1kgVegetables, such as roots (carrots, parsnips, parsley root), celery (root, stalks and greens), leeks, and 2 onions, 4 or more garlic cloves, some fresh tomatoes, 100g mushrooms.
2TbspOlive oil, extra virgin
180gRock Salt, ground
1bunch Parsley, chopped
a few sprigs Rosemary
80gParmesan cheese, grated
Clean vegetables and peel if necessary. Weigh the total amount and determine the amount of salt. Chop veggies (but onions and garlic) into large chunks.
Crush onions and garlic in Thermomix on speed 6 for a few seconds. Add the olive oil and and sweat onions and garlic on Varoma for a few minutes. Add remaining vegetables and crush on speed 7 for 10 seconds.
Add the rest of the vegetables, mix on speed 7 shortly, add salt and white wine. Add chopped herbs. Cook the mixture for about 40 minutes or until soft on Varoma without the measuring jug, but cover with simmering basket to prevent splashes.

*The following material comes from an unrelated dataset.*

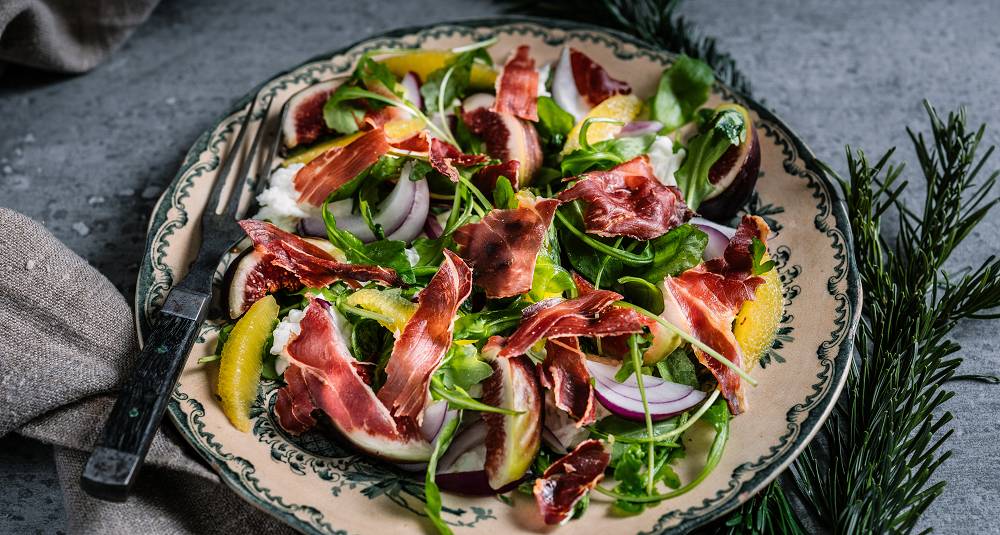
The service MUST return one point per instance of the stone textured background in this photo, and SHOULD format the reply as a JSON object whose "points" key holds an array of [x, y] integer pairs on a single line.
{"points": [[89, 155]]}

Meanwhile prepare the jars (sterilize in boiling water or in the oven).
When done, finely puree the paste covered with measuring jar on speed 10 for one minute.
Now is the time to test the broth. Dissolve one to two teaspoon of the paste in a glass of hot water and taste. If necessary, adjust the salt content.
Stir in the Parmesan cheese, bring the mixture to a boil again for about 30 seconds at speed 6, then carefully pour the paste (which is very hot!) into sterilized jars.
Yay! Enjoy your umami-enriched cooking!
The jars keep refrigerated for many months. When using always make sure to use a clean spoon.